In collaboration with the Massachusetts Department of Public Health and the Boston Public Health Commission, Boston Medical Center created a new opioid urgent care center to expand treatments for patients with substance abuse disorders.
The center is backed by a four-year, $2.9 million grant from the DPH. The Faster Paths to Treatment Opioid Urgent Care Center will treat patients through its integrated addiction health services in inpatient and outpatient settings.
Faster Paths, which is housed in BMC's Yawkey Ambulatory Care Center, integrates and enhances BMC's existing addiction services, including project ASSERT (Alcohol and Substance Abuse Services, Education, and Referral to Treatment). This project, founded in 1994, entails screening patients for addiction as soon as they enter the facility to provide support to drug addicted patients to help them quit.
Faster Paths provides patients with emergency naloxone kits, referrals to addiction treatment, primary care and follow up care with licensed alcohol and drug counselors. Its medication treatment outpatient program is staffed by an addiction nurse, physician and a master's level addiction counselor who can administer buprenorphine or suboxone induction and stabilization, as well as vivitrol treatment to combat opioid dependence.
"We have learned from experience that one of the biggest barriers to effectiveness in treatment for substance use disorder is timeliness," said Edward Bernstein, MD, an emergency medicine physician at BMC who will serve as the program director for Faster Paths. "This grant will help us create a more comprehensive system of care that will allow a greater number of patients to access the services they need, when and where they need it and to further BMC's commitment to provide exceptional care without exception."

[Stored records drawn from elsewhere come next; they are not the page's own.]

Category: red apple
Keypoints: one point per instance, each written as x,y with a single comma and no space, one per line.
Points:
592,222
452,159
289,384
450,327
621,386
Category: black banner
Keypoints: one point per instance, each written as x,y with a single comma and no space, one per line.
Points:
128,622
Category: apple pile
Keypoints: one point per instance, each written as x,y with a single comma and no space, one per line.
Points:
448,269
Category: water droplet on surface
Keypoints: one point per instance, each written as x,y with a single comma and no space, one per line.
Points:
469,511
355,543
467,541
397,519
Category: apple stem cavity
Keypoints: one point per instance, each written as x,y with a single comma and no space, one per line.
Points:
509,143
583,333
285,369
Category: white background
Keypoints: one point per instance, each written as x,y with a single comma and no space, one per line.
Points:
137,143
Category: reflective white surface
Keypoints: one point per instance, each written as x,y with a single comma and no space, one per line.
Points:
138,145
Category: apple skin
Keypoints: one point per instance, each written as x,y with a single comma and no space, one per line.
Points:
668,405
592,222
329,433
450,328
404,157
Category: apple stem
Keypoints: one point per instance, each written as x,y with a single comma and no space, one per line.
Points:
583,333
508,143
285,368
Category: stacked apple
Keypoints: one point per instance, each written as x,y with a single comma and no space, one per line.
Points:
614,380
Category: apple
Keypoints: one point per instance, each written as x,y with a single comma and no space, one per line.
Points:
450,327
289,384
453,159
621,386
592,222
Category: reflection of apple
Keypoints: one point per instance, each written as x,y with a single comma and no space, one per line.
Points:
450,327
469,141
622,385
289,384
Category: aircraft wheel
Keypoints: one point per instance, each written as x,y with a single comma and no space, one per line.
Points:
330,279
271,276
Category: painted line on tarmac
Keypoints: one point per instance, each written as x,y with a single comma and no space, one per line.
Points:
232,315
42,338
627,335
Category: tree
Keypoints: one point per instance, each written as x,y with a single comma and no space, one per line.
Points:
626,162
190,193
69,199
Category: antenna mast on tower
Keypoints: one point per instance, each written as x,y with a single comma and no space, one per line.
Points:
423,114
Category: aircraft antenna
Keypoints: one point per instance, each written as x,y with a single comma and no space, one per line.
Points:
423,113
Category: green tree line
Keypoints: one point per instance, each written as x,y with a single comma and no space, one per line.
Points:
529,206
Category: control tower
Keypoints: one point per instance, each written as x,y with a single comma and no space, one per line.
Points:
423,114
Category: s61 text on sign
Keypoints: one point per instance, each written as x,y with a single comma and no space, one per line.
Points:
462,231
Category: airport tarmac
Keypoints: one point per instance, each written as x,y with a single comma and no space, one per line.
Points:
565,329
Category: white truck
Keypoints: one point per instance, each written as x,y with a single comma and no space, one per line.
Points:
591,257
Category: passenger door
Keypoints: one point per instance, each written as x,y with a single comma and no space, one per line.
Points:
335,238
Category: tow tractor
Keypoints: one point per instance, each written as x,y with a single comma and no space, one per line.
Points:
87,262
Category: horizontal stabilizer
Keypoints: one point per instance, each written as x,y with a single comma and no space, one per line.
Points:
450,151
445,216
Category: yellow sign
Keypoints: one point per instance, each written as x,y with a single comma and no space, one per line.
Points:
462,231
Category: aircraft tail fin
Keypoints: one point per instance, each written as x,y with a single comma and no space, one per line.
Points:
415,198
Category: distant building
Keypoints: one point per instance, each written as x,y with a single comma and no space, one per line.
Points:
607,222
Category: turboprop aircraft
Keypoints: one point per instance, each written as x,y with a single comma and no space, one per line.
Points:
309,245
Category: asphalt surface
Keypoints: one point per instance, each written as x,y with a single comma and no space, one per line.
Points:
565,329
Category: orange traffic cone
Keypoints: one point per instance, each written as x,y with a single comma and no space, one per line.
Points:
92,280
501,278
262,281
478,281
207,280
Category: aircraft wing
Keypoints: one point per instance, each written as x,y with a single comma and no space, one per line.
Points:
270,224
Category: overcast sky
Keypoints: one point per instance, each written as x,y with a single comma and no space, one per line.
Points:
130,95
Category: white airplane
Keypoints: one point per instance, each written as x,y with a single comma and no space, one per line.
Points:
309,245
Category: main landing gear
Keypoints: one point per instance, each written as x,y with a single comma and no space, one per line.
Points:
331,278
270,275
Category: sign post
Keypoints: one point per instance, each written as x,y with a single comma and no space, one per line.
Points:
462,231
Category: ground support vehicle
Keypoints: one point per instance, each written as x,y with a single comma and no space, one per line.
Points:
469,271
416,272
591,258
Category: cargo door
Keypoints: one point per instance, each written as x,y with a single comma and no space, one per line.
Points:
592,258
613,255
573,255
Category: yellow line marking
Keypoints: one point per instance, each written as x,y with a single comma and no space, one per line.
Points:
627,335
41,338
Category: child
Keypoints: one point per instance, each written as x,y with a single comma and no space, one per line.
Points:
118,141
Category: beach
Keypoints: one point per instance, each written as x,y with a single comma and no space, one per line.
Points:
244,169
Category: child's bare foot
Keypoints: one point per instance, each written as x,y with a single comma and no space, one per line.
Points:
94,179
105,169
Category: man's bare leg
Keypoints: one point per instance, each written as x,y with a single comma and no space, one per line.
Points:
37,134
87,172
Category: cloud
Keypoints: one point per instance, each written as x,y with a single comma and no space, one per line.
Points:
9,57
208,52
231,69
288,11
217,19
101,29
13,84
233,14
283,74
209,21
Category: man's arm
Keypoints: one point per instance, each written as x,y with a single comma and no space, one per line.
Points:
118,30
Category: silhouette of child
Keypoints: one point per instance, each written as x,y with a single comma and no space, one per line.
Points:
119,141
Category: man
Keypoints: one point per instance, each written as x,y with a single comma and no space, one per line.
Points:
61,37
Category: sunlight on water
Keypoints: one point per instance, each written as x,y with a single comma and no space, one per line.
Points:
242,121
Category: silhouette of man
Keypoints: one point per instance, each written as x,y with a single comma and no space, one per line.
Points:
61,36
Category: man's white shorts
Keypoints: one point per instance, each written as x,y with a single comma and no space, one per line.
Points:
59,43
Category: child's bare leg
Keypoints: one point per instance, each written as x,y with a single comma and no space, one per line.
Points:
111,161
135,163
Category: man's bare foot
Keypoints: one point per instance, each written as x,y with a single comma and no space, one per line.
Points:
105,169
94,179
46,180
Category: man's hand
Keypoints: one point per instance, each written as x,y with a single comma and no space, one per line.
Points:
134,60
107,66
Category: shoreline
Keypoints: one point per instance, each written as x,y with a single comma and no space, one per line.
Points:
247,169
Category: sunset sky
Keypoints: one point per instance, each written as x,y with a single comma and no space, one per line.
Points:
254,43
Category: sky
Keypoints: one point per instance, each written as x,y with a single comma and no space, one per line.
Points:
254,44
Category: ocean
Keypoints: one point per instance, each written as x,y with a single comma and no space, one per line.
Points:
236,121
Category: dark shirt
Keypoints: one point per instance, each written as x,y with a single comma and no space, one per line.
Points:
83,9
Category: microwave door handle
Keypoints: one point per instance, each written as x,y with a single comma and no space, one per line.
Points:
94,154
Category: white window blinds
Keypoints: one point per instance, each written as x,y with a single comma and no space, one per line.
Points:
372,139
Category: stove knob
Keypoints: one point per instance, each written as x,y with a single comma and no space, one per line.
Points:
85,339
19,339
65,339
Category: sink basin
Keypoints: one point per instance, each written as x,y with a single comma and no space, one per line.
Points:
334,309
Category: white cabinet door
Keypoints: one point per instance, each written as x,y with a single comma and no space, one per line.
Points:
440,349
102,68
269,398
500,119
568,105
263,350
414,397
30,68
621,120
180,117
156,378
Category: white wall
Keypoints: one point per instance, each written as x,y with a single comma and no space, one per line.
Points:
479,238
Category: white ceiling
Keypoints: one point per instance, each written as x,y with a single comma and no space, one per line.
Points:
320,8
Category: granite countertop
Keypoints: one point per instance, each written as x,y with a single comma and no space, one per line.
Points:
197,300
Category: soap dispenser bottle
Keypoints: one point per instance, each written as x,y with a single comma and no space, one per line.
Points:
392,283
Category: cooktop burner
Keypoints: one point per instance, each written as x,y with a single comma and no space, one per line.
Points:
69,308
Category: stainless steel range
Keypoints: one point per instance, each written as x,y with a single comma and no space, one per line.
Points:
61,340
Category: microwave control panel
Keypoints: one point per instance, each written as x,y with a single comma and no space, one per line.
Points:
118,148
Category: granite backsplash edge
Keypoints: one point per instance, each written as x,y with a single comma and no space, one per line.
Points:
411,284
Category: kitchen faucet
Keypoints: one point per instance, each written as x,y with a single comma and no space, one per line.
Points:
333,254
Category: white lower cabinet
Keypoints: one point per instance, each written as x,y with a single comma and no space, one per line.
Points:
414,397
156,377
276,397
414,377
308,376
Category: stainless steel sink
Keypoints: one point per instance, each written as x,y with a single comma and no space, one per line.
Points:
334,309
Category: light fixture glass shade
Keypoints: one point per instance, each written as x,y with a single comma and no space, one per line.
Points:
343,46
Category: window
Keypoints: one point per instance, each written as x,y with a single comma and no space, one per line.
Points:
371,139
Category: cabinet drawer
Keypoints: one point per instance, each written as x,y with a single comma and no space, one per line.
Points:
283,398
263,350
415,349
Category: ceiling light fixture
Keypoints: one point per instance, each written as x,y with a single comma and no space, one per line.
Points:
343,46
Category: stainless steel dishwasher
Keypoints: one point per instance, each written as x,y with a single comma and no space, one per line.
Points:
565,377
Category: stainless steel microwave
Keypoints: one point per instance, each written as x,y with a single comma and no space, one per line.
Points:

BMC is a leader in establishing best practices for the care of drug addicted patients. The hospital is the largest safety-net hospital and busiest trauma and emergency services center in New England. BMC provides essential care to Boston's most vulnerable patients. The strip just outside its doors has been dubbed the "Methadone Mile."
Opioid-related overdose deaths in the state of Massachusetts have been steadily rising since 2000. In 2015, an estimated 1,659 deaths were related to opioid abuse in the state.